All of the problems she lists are common in media coverage of alternative medicine as well. An impression of scientific legitimacy can easily be manufactured through “false balance” and an exaggeration of the evidentiary value of low-quality evidence. And the love of a heartwarming narrative, including mavericks proven right and miracle cures, lead people to accept pseudoscientific ideas despite the scientific and rational reasons to reject them.
Ms.
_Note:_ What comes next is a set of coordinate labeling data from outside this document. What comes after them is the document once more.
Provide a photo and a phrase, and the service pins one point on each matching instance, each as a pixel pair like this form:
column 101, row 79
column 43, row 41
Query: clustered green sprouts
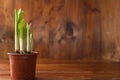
column 22, row 34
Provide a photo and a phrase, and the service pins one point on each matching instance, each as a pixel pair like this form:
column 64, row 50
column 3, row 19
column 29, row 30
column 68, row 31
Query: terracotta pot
column 22, row 66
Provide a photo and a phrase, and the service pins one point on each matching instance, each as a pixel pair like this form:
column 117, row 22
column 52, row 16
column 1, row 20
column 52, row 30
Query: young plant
column 22, row 32
column 29, row 39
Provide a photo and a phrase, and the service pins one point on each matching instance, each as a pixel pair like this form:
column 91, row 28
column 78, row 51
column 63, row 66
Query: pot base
column 22, row 66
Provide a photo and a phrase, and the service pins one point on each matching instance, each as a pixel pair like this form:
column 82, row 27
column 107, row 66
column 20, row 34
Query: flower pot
column 22, row 66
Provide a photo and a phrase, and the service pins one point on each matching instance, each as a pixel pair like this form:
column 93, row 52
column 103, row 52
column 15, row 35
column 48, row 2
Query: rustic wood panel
column 78, row 30
column 91, row 71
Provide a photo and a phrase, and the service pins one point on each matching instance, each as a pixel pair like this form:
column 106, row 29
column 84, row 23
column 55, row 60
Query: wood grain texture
column 103, row 71
column 78, row 30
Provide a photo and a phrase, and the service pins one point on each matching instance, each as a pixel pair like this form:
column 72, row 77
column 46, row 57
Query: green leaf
column 22, row 29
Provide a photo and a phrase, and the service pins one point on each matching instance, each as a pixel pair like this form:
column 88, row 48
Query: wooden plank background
column 65, row 31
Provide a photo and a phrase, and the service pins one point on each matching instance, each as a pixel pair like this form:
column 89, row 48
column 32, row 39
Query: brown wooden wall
column 65, row 31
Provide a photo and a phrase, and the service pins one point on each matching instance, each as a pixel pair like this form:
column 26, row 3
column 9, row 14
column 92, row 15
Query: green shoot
column 22, row 32
column 28, row 38
column 22, row 35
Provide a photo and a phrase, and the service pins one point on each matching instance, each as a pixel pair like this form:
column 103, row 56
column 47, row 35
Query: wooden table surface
column 86, row 71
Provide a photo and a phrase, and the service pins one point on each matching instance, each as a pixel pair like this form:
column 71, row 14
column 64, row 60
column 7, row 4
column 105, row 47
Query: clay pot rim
column 15, row 54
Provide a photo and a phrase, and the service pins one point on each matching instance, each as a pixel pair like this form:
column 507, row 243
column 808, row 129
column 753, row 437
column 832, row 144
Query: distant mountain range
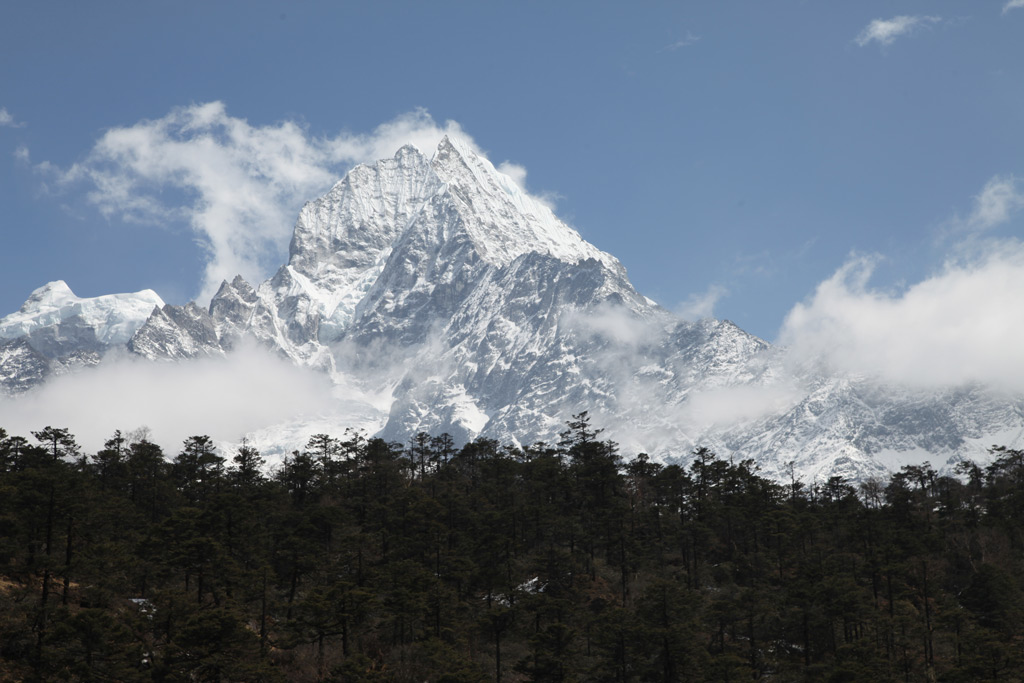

Fox then goes on to provide a sample of a checklist of guideline that journalists could use to avoid misleading the public when reporting on scientific issues:
- Every story on new research should include the sample size and highlight where it may be too small to draw general conclusions.
- Any increase in risk should be reported in absolute terms as well as percentages: For example, a “50 percent increase” in risk or a “doubling” of risk could merely mean an increase from 1 in 1,000 to 1.5 or 2 in 1,000
- A story about medical research should provide a realistic time frame for the work’s translation into a treatment or cure.
- [Such stories] should emphasize what stage findings are at: If it is a small study in mice, it is just the beginning; if it’s a huge clinical trial involving thousands of people, it is more significant.
- Stories about shocking findings should include the wider context: The first study to find something unusual is inevitably very preliminary; the 50th study to show the same thing may be justifiably alarming
- Articles should mention where the story has come from: a conference lecture, an interview with a scientist, or a study in a peer-reviewed journal, for example.
As a member of the American Society of Veterinary Journalists (ASVJ), I am interested in encouraging the most accurate media coverage of veterinary medical issues. As usual, this effort in the veterinary field is smaller and less fully developed than similar efforts in the human medical domain, but the problems and the goals are much the same. The better our clients understand the science underlying our recommendations, including the inevitable degree of uncertainty involved in any scientific endeavor, the better they will be able to work with veterinarians as partners to manage the health and well-being of their pets. And the more clearly people comprehend both the strengths and limitations of scientific evidence, the more difficult it will be to sell them pseudoscience and nonsense.
The media plays a key role in interpreting and disseminating scientific information, and the sort of guidelines Ms. Fox is suggesting would be a great step towards improving the quality of science journalism. I would very much like to see organizations such as the ASVJ and the Evidence-Based Veterinary Medicine Association (EBVMA) involved in developing and promoting such standards for the general press.